しかし、大企業に働く人びとが、成功は勤勉と必ずしも関係ない、と考えるようになったらどうなるだろうか。どんな仕組みで、そしてなぜ勝者と敗者の差がつけられるのか、どうしてあるものは成功し、あるものは失敗するのかについて説明できる“客観的な”判定基準がないと考えられるようになったら、企業の社会的倫理観――つまり人びとが日常生活において頼るべき行動基準――はどうなるのだろうか。
このことが、筆者が大企業数社、特に大手化学会社と大手繊維会社の管理者や幹部に対し何度も幅広いインタビューを実施している間、筆者の頭を離れなかった謎である(調査方法は以下の「フィールドワークの方法」を参照)。

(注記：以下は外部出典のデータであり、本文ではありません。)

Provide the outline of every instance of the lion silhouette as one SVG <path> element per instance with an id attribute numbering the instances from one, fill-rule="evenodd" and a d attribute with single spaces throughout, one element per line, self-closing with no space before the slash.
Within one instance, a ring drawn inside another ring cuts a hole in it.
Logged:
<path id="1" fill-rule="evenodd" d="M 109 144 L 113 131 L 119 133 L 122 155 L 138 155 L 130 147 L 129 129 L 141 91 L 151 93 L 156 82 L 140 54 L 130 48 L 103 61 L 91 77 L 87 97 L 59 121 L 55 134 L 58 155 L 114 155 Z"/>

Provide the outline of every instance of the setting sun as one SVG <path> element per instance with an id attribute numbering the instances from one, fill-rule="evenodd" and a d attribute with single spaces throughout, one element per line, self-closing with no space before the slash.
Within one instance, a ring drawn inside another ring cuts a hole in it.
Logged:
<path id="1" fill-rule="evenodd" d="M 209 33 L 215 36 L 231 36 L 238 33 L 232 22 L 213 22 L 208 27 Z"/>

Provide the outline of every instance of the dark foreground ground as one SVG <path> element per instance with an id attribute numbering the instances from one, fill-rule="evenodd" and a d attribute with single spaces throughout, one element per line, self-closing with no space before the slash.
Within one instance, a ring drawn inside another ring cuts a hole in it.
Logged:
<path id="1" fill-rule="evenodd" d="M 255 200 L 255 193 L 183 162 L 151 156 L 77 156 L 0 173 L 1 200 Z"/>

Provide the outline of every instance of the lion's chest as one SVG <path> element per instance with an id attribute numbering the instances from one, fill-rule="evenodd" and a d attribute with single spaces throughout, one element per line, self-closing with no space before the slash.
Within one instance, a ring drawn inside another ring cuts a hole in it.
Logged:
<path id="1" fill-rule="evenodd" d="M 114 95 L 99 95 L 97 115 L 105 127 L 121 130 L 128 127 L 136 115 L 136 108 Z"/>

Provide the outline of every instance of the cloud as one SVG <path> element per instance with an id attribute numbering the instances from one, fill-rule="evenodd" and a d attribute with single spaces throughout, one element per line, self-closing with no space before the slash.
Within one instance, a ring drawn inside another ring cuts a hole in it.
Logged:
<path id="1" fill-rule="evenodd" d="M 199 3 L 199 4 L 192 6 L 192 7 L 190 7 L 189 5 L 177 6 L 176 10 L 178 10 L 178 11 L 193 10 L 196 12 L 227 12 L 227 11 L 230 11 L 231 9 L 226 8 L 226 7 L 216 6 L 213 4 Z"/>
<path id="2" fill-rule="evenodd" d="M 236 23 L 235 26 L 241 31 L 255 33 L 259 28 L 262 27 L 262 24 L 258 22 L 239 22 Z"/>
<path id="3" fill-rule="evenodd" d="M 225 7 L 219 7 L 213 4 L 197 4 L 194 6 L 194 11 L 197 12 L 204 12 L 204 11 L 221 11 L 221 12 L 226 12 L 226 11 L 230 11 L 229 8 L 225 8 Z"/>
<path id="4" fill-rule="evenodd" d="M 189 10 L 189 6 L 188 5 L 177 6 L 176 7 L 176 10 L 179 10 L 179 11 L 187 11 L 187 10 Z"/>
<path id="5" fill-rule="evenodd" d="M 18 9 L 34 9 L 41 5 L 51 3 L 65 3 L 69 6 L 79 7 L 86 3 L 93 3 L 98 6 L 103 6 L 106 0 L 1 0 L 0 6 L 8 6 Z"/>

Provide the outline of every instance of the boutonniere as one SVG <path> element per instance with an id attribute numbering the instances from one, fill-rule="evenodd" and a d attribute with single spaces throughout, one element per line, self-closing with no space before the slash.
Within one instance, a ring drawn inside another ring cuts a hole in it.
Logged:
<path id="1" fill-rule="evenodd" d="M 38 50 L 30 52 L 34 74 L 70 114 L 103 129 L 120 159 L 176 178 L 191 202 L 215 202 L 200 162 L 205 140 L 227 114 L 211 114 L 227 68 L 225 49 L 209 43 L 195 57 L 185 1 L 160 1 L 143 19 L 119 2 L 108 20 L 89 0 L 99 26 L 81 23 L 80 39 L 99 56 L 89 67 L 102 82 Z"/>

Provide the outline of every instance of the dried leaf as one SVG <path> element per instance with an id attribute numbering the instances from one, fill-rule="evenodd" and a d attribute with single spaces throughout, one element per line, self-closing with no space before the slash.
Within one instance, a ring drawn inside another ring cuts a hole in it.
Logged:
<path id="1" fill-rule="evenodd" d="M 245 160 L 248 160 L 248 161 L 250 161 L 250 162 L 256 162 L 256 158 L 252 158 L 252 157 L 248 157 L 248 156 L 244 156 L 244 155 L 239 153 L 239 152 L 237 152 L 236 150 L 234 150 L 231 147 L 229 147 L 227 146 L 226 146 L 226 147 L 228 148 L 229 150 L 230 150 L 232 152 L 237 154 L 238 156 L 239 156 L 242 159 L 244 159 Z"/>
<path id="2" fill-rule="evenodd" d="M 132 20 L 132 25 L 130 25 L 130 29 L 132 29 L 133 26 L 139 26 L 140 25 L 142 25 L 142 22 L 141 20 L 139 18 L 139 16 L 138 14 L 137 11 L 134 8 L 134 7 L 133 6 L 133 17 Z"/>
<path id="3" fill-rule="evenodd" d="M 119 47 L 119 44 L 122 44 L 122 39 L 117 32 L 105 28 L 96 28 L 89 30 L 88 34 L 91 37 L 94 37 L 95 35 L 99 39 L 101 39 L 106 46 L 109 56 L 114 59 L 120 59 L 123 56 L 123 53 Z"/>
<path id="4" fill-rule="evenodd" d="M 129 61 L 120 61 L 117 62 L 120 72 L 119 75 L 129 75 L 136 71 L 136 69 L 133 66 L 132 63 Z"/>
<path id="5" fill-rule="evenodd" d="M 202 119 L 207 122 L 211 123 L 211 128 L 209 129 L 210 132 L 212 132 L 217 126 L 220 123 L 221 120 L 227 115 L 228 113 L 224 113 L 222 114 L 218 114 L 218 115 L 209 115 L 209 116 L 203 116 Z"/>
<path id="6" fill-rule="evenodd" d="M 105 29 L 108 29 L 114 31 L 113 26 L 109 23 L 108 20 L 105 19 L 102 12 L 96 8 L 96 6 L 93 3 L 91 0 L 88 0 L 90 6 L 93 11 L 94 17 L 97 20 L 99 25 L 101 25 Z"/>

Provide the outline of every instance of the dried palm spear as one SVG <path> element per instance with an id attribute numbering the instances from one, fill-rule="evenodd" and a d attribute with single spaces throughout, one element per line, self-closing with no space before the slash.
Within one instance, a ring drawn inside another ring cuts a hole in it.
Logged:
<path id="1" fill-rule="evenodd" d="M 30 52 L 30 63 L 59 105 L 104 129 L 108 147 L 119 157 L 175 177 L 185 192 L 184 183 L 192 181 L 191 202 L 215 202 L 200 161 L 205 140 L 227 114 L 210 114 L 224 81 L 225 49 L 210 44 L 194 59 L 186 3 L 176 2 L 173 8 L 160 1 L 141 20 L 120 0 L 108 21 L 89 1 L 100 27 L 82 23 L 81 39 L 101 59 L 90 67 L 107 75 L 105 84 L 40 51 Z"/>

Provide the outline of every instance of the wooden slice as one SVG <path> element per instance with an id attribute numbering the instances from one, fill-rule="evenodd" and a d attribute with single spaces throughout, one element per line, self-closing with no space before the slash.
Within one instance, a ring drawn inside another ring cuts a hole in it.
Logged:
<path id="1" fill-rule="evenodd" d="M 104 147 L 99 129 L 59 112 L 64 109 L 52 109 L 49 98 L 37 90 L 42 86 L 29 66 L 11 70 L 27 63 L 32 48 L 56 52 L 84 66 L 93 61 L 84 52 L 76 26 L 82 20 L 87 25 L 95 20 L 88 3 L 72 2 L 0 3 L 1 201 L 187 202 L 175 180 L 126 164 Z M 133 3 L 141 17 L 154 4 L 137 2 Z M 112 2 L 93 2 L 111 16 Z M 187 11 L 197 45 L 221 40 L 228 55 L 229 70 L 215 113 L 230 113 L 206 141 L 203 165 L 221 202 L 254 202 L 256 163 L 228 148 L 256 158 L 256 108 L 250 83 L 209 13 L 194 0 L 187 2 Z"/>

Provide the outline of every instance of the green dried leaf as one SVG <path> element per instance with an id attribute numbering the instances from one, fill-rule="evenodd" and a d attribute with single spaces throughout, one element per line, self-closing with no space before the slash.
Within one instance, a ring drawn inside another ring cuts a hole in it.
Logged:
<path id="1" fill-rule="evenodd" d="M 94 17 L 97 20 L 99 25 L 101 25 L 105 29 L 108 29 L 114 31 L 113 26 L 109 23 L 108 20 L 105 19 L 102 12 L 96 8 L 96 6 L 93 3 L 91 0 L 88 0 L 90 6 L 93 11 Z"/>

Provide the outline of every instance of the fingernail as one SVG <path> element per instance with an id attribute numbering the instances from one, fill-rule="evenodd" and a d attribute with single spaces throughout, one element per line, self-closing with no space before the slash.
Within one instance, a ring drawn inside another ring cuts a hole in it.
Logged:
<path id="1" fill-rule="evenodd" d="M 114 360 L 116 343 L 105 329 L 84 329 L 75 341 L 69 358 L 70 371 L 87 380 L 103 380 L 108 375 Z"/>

筆者は、官僚制――われわれの社会・経済で一般化している組織形態――が道義観念の形成にいかなる影響を与えるかを調べるために、前記企業へ乗り込んだ。そして管理者の成功法則が、官僚的倫理観とでも呼べるものの根底を形成していることがわかってきた。
フィールドワークの方法
1980年から1981年にかけて実施したフィールドワークは4社を対象とした。多角化コングロマリットのいくつかの事業会社の1つである大手化学会社、大手繊維会社、中規模化学会社、そして大手防衛請負会社である。最後の2社については、何人かのトップ役員との面会、若干の観察および会社の内部資料の、ある程度の閲覧しか許してもらえなかった。本稿でとりあげたテーマの多くは、この2社での調査中にも出てきたが、筆者はほとんどの場合、この2社の素材は予備データとして処理した。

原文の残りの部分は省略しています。